Thirty-one years have passed since 14 women, almost all engineering students, were murdered at Montreal’s École Polytechnique on Dec. 6, 1989. It was a catastrophic human loss.
It was also a tragic loss of talent. Back then, every female engineer was a pioneer in a male-dominated environment.
A lone attacker ended the precious lives of those young and inspiring women, but he could not hold us all back. At the time of the shooting, female engineers made up less than two per cent of engineering academics across the country. Today that number has grown to about 17 per cent, and women now make up 10 per cent of Canada’s engineering deans.
We’ve got a long way to go to reach equal representation in the field, but today as we mourn we can also take a moment to reflect on some of the women who have taken us this far.
Five women have successfully completed their terms as Canadian deans of engineering, acting as role models and mentors, leading to a remarkable updraft in opportunities for young women. And each has had a direct impact on technology that has changed our world.
These women are our engineering superheroes. They rose from the challenge of being the first woman in the room and the only one at the table for much of their early careers, to being major players in building the technology and the innovations that drive our country today, to their work as transformative leaders in engineering education.
Hoda ElMaraghy, former dean of engineering at the University of Windsor, works in digital manufacturing — research that has transformed the way we design and manufacture the products we use every day.
ElMaraghy’s research has involved investigations into the design, implementation, operation and control of advanced and reconfigurable manufacturing systems.

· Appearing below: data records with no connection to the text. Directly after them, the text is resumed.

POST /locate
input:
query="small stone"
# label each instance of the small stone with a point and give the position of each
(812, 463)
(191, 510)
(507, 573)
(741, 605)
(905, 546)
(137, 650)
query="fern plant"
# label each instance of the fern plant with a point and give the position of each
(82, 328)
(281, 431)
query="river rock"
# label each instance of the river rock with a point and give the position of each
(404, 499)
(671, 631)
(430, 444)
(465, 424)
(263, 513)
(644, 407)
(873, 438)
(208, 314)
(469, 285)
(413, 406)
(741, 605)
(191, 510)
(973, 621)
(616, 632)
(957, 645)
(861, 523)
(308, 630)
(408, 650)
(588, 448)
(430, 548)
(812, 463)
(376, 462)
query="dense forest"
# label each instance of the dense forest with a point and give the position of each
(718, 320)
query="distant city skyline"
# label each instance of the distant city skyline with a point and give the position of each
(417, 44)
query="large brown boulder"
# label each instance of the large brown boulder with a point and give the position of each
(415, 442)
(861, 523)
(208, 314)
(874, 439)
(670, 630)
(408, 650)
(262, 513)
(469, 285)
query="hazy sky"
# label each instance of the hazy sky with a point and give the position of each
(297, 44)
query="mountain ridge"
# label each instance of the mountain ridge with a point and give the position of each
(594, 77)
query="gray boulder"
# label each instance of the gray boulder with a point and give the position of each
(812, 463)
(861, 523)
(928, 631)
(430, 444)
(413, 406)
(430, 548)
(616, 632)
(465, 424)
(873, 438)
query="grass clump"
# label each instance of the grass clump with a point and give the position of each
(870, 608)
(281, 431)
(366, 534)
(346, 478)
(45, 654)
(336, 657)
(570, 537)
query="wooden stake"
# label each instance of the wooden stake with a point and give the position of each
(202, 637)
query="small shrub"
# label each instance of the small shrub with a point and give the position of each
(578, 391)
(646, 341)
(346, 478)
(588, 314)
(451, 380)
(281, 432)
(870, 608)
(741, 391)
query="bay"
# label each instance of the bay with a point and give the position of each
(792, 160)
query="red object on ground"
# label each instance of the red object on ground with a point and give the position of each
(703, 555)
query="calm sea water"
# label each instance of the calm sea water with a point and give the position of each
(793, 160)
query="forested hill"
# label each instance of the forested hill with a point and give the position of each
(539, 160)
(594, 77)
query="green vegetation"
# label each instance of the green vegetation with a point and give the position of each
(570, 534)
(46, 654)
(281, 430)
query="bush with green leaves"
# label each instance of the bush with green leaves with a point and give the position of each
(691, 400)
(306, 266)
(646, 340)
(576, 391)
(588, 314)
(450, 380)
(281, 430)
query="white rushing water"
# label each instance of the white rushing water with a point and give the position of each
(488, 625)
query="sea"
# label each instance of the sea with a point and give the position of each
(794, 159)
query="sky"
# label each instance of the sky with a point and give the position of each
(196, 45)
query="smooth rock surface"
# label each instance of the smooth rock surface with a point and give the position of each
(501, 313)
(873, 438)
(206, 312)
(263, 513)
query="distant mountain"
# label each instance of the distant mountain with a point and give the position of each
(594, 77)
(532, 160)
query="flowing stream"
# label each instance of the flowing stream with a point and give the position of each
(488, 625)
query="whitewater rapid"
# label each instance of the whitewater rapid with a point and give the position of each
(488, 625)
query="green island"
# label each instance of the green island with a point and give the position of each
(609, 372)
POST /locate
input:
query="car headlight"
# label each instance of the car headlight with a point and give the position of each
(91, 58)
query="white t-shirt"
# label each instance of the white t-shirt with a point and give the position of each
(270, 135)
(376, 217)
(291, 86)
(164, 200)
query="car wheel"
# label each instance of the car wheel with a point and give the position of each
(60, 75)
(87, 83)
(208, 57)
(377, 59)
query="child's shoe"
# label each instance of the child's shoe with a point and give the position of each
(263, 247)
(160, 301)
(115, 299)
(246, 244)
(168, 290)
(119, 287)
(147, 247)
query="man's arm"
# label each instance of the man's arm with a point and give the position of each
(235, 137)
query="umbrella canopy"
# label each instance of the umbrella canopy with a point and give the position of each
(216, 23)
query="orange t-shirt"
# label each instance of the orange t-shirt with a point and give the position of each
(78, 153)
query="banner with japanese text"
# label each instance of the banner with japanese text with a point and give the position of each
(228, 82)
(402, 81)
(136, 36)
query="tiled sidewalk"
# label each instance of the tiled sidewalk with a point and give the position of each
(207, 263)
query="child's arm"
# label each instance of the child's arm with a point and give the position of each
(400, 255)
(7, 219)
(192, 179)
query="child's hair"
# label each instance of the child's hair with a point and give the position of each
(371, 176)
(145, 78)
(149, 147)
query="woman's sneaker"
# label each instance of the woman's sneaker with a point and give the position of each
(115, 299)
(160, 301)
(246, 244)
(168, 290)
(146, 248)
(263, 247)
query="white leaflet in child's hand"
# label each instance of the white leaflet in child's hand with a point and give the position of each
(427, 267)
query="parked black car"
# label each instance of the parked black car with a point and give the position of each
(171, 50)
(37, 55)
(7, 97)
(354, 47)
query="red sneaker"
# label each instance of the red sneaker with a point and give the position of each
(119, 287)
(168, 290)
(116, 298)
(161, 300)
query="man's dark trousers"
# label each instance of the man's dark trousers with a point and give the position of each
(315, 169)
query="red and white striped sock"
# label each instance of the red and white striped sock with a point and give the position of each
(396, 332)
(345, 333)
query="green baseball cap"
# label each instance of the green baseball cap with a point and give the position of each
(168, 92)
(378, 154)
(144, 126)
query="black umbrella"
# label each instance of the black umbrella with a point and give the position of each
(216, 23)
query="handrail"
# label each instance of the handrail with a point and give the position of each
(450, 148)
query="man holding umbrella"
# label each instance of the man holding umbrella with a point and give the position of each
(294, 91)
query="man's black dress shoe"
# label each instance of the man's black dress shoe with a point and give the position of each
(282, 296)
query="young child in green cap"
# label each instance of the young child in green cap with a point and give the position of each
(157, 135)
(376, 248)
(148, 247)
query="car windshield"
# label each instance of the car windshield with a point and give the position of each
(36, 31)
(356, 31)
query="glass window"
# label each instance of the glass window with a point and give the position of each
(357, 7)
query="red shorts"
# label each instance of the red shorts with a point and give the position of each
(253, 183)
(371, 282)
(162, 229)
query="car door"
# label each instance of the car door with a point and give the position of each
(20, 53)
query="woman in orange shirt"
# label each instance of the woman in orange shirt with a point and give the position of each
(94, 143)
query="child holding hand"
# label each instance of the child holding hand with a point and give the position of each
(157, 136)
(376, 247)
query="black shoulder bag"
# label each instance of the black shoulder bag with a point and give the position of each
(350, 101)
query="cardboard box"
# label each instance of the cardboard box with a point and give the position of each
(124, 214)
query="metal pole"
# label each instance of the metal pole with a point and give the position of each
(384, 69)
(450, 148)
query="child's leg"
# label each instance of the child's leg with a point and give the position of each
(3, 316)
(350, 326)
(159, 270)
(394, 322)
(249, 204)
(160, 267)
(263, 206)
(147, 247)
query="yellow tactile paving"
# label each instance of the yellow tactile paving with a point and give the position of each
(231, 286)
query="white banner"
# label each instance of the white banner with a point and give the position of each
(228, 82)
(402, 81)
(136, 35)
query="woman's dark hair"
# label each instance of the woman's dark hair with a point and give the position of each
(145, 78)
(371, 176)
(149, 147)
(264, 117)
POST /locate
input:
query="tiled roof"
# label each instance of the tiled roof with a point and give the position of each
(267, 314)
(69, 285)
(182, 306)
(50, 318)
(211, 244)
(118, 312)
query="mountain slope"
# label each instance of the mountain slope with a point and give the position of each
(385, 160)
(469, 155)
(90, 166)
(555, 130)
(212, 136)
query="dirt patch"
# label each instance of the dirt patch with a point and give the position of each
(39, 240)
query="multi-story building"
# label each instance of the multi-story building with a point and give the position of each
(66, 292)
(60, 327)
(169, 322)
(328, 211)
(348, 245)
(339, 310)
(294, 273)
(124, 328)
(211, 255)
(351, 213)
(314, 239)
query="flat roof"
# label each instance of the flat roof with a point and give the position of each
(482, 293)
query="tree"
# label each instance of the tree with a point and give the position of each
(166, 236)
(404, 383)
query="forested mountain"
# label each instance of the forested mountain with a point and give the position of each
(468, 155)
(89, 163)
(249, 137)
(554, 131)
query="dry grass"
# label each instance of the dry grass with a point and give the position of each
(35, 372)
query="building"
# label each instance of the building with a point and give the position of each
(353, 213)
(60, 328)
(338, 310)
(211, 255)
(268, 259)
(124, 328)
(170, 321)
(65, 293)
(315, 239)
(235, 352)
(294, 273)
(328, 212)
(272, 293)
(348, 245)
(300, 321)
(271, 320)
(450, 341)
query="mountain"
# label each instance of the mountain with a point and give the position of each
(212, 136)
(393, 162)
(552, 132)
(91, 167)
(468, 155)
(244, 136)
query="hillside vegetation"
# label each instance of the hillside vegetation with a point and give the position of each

This has helped manufacturers around the world adapt and respond to market changes and increase their productivity and competitiveness.
Cristina Amon’s pioneering research work in developing the field of computational fluid dynamics has had an impact on a diverse range of everyday applications — from how Canadian wind farms are designed and laid out, to heat management systems for wearable computers to help improve human health.
She also transformed the University of Toronto’s Faculty of Applied Sciences into a highly collaborative, multidisciplinary culture, one of the best in the world for biomedical engineering.
Elizabeth Cannon, former dean of the Schulich School of Engineering at the University of Calgary, has led research at the forefront of Global Positioning System (GPS) technology, a means of tracking positions on Earth using signals received from satellites.
Today, uses of GPS include everything from wildlife tracking collars, to a replacement for gyroscopes, to measuring pitch on board ships, and to Google Maps, which has changed the way we drive and has improved safety for millions all over the world.
Kim Woodhouse is now the Vice-Principle Research at Queen’s University. While Dean of Engineering at Queen’s, she put a heavy emphasis on engineering education based on learning outcomes, initiated meaningful Indigenous access programs, and built up a number of research initiatives.
Pearl Sullivan, who passed away last weekend after a 12-year battle with cancer, had an indelible impact on the engineering education experience at the University of Waterloo.
Sullivan was a champion for the role engineers can play in disruptive technologies, such as artificial intelligence, advanced manufacturing and wireless communications.
Each of these five women has played an important role in the leadership of Canadian engineering programs, and each of them has played a part in the fabric of innovation in our country, building the future of our economy.
The changes engineers bring to our world are profound, from protecting assembly-line workers from repetitive stress injuries through the use of robotics, to minimally invasive endoscopic surgery which dramatically reduces recovery times and improves patient outcomes, to the way we drive our cars.
We know that having diverse perspectives at the design table leads to better engineering. Our engineering leaders also create opportunities for others – including women, Indigenous people, people of colour and international students – all of whom bring a different lens to the innovation table and benefit us all.
On this 31st anniversary of an act of violence which had an impact on all of us, we mourn those we’ve lost. And we salute our pioneering leaders, this first wave of Canadian female engineering deans, for their remarkable courage, vision and inspiration.